Action on the Inflammatory System

The relationship between cancer, the inflammatory system, and the immune system is interlinked [11,12,13,14,15,16,17,18,19,20,21,22,23,24,25,26,27,28,29,30,31,32,33,34,35,36,37,38,39,40,41,42,43,44,45,46,47,48,49]. This relation has been at center of many reviews and studies and is beyond the scope of this article. The anti-inflammatory effects of local anesthetics could be regarded as a potential contributor in limiting the inflammatory response to surgery [50]. When given intravenously during surgery, lidocaine has been found to ameliorate various outcomes associated with the inflammatory derangements seen in the perioperative period [20]. Whether this observation can translate to cancer surgery is undetermined. However, there are some reasons to believe, the anti-inflammatory actions of local anesthetics could be crucial. The inflammatory process induced at the time of surgery, is in part responsible for an increase in vascular permeability leading to a disruption in endothelial barrier hence allowing for circulating tumor cell to escape the vasculature and potentially begin the metastatic process [14,15,16,17,18,19,20,21,22,23,24]. Pro-inflammatory cytokines IL6 is known to correlate with the magnitude of tissue injury, which in itself correlates with the degree of immunosuppression. Early reports found epidural analgesia reduced IL6 production in patient undergoing cervical cancer surgery. Similarly, the anesthetic technique has been shown to impact the release of cytokine in postoperatively. For example, a propofol/paravertebral-based anesthesia technique was found to alter several inflammatory cytokines involved in regulating perioperative immunity compared to a sevoflurane/opioid anesthesia-based anesthesia in patient undergoing breast surgery [17].

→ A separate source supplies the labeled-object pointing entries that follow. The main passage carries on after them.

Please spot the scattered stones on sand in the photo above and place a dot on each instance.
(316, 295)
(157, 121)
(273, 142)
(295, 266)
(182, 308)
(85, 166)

Action on the Sympathetic Nervous System

The physiological response to surgical stress is invariably associated with the release of neurotransmitters such as epinephrine and norepinephrine leading to an activation of the sympathetic and the neuroendocrine system. Similarly, the hypothalamic pituitary adrenal axis is also stimulated. In turn, the activation of these systems is known to induce perioperative immunosuppression [5152]. Additionally, the catecholamine norepinephrine has been implicated in the activation of the signal transducer of activation and transcription (STAT3) via interaction with β1 and β2 adrenergic receptors in ovarian cancer cells [30]. Regional anesthesia has been shown to abrogate the stress response and hence positively impacting the immune response to surgery. As an example, in patients undergoing hip and knee surgery under spinal anesthesia had less postoperative infection compared to patients receiving general anesthesia [53]. This effect is believed to be related to the blunting of ascending neural pathways responsible for the activation of the sympathetic and neuroendocrine system. Several studies suggest a close relationship between cancer and activation of adrenergic receptors. It appears also, the β adrenergic system is more linked than α adrenergic system in promoting disease progression [42]. However, a recent meta-analysis suggests that beta-blockers do not have protective effect on cancer recurrence [54].

Conclusion

Local anesthetics appear to have properties that potentially prevent cell growth through modulation of the immune function and their anti-inflammatory actions. They also seem to have the capacity to disrupt cell cycle by interacting with key element of cell function. Although, clinical reports from human subjects do not seem to universally invite their utilization to prevent cancer recurrence or the formation of distant metastasis, in vitro and in vivo studies seem to suggest otherwise. Currently, it is unknown if the use of LA’s during the perioperative period can help prevent recurrence and improve overall survival. Clinical randomized trials are needed to assess the effects of local anesthetics at clinically relevant concentrations and modes of administration on cancer cell progression and the preservation or enhancement of cancer immunity.